こうした2017年相場の特徴が崩れて、今年の2月からは株式市場が大荒れの展開となっている。下のチャートは米国の株価指数S&P500の日足だが、チャート下段のATR(アベレージトゥルーレンジ)の1日(緑)と14日(赤)の推移をみれば、相場のレンジ値幅が2月以降大幅に上がっているのがわかるだろう。
S&P500(日足)
筆者の独断で言えば、株式市場は以下のような特徴を持っている。
●株式市場はボラティリティ上昇時に下落、ボラティリティ低下時に上昇しやすい
●10月末から1月末のボラティリティは低下傾向
●株式市場が下がりやすい月は「5月」・「9月」・「10月」
2018年相場は昨年の反動でボラティリティの上昇に注意が必要なのである。最近のセミナー等で投資家から聞いた話では、この2月から3月の相場の乱高下に巻き込まれ、多くの投資家が損を抱えているという。
昨年までの異常な低ボラティリティ相場は終わり、今年の相場はボラティリティが高くなっている。相場で一番重要なのは資産管理で、今年は資産管理を徹底しないと市場で生き残れない可能性がある。
ギャンの価値ある28のルール
筆者の注目する投資家の一人にウィリアム・ディルバート・ギャン (William Delbert Gann)がいる。伝説の投資家W・D・ギャンは「勝率8割という伝聞がある一方で、生涯の最後は損失に終わった」とかいろいろ議論されているようだが、そんなことはどうでもいい。彼が述べた「ギャンの価値ある28のルール」こそ、投資家のバイブルとなるだろう。

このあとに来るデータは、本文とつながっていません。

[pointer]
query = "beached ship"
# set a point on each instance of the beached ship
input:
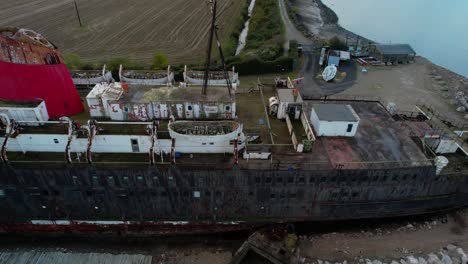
(144, 77)
(347, 159)
(175, 160)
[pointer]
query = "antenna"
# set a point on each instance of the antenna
(77, 13)
(214, 31)
(210, 45)
(225, 71)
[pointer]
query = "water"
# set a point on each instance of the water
(436, 29)
(245, 30)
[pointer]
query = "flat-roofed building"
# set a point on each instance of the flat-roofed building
(392, 53)
(334, 120)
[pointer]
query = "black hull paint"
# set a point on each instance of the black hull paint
(156, 200)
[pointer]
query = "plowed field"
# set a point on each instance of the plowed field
(133, 29)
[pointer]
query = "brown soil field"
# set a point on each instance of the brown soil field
(133, 29)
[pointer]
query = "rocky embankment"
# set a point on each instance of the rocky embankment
(450, 254)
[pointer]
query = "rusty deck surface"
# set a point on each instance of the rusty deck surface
(380, 142)
(51, 257)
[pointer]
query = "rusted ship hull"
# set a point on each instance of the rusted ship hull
(142, 200)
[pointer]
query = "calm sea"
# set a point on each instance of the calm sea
(436, 29)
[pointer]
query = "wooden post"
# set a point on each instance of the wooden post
(77, 13)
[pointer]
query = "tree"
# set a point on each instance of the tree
(160, 61)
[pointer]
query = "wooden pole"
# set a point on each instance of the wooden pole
(77, 13)
(210, 45)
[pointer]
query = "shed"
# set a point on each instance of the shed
(345, 55)
(392, 53)
(290, 102)
(334, 60)
(25, 111)
(333, 120)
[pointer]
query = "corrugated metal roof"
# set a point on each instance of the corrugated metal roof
(287, 96)
(335, 112)
(44, 257)
(395, 49)
(333, 60)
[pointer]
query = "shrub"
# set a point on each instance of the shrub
(72, 60)
(160, 61)
(336, 44)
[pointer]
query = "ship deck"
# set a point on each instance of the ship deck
(380, 142)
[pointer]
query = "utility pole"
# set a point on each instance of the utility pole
(210, 45)
(77, 13)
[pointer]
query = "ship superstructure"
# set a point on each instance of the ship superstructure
(192, 159)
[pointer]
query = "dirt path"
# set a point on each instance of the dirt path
(129, 29)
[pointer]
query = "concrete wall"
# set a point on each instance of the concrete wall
(332, 128)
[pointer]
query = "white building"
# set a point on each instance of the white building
(143, 103)
(334, 120)
(286, 102)
(25, 111)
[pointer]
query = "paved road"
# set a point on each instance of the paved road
(308, 87)
(291, 31)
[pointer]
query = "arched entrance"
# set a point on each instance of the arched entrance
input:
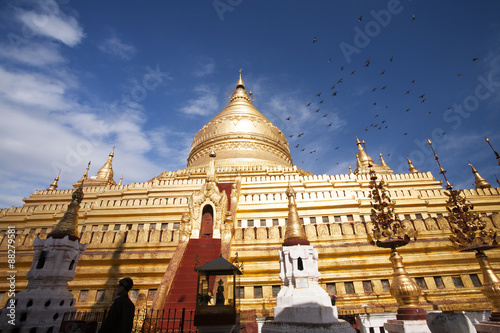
(207, 222)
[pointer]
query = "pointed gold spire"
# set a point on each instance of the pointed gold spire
(53, 186)
(240, 83)
(411, 167)
(480, 181)
(85, 174)
(294, 234)
(211, 176)
(68, 225)
(382, 161)
(240, 92)
(106, 171)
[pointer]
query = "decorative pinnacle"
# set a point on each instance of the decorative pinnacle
(294, 234)
(388, 231)
(441, 170)
(497, 156)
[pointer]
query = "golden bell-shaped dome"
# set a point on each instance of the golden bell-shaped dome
(241, 135)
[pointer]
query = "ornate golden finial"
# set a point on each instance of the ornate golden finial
(53, 186)
(441, 170)
(106, 172)
(85, 174)
(411, 167)
(211, 176)
(388, 231)
(468, 230)
(382, 161)
(497, 156)
(240, 83)
(68, 225)
(480, 181)
(295, 234)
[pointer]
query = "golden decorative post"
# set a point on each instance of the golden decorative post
(497, 156)
(389, 232)
(469, 234)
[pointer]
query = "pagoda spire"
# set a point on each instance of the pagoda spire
(68, 225)
(480, 181)
(106, 171)
(53, 186)
(411, 167)
(294, 234)
(382, 161)
(240, 92)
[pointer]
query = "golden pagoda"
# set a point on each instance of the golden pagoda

W・D・ギャンはテクニカル分析の始祖と呼ばれているが、コンピューターもなかった時代に独自の分析手法を数々生み出した。その中で価格の変動には周期性があることを発見した(今年、ラリー・ウィリアムズがW・D・ギャンの周期分析であるプレッシャーインデックスのノウハウを公開した)。噂では「その的確な分析手法によって1929年の世界恐慌さえ1年以上前に予測してみせた」という。
W・D・ギャンの「Planetary Price Time Secrets」
1949年の大豆のチャート
2017年のNYダウ(日足)とW・D・ギャンの「プレッシャーインデックス」
(ラリー・ウィリアムズ作成)
W・D・ギャンはかつて次のように述べた。「医者は医業を営む前に4年間医学部で学ぶ。弁護士は弁護士業務を始める前に3年間ロースクールで学ぶ。それなのに、十分なトレード資金があるというだけで、なぜ無教育の個人がトレーダーになれるのか・・?」
そのギャンの「投資で破産しないためのイロハ」が、以下の「ギャンの価値ある28のルール」(からの抜粋)です。資産運用は最初に<防御>があって、その上に成り立っている。これを守っていれば、市場から退場命令を受けることは避けられるだろう。
● 第1条 資金管理と損失限度
資金配分を厳密にすること。売買に用いる総資金を10等分し、1回の売買における損失限度は総資金の10分の1にすること。
● 第2条 ストップロスは必須
ストップロスを必ずおくこと。損失限度を計算した上、ポジションを持つと同時に行うこと。
● 第3条 オーバーポジション厳禁
過剰な売買を決してしないこと。資金配分に従ったポジション量を厳守すること。
● 第4条 トレーリングストップ
利益を確保した後は損失とならないように、ストップロスを変更すること。
● 第5条 トレンドフォロー
トレンドに逆らわないこと。トレンドに確信が持てないときは売買しないこと。
● 第6条 迷いは禁物
迷ったときは手仕舞うこと。迷った時はポジションを持たないこと。
● 第7条 流動性とボラティリティ
活発に売買され、値動きのある市場で売買を行うこと。
● 第13条 難平(ナンピン)禁止
難平(ナンピン)は決してしてはならない。これはトレーダーがするかも知れない最悪の失敗の1つである。
● 第16条 ストップロスキャンセルの禁止
ストップロスは決してキャンセルしてはならない。
● 第18条 ショート(売り)の活用
ロング(買い)だけではなくショート(売り)も活用すること。
● 第19条 値頃感の禁止
決して値頃感で売買してはならない。
● 第23条 理由とルールに基づいた売買
明確な理由なしにポジションを変えないこと。明確な理由のもと、明確なルールに従って売買を行うこと。
● 第26条 不確かな助言による売買の禁止
自分より優れた人の場合を除き、他人の助言に基づいた売買は行わないこと。
● 第27条 損切り後の資金量縮小
損切りを行ったら、取引量を減らすこと。決して増やしてはならない。
どこで売り買いを実行するか、どこでその取引をやめるか
「どこで売り買いを実行するか、どこでその取引をやめるか」、これが相場のすべてである。これがある程度わかっていれば、相場で優位に戦うことができる。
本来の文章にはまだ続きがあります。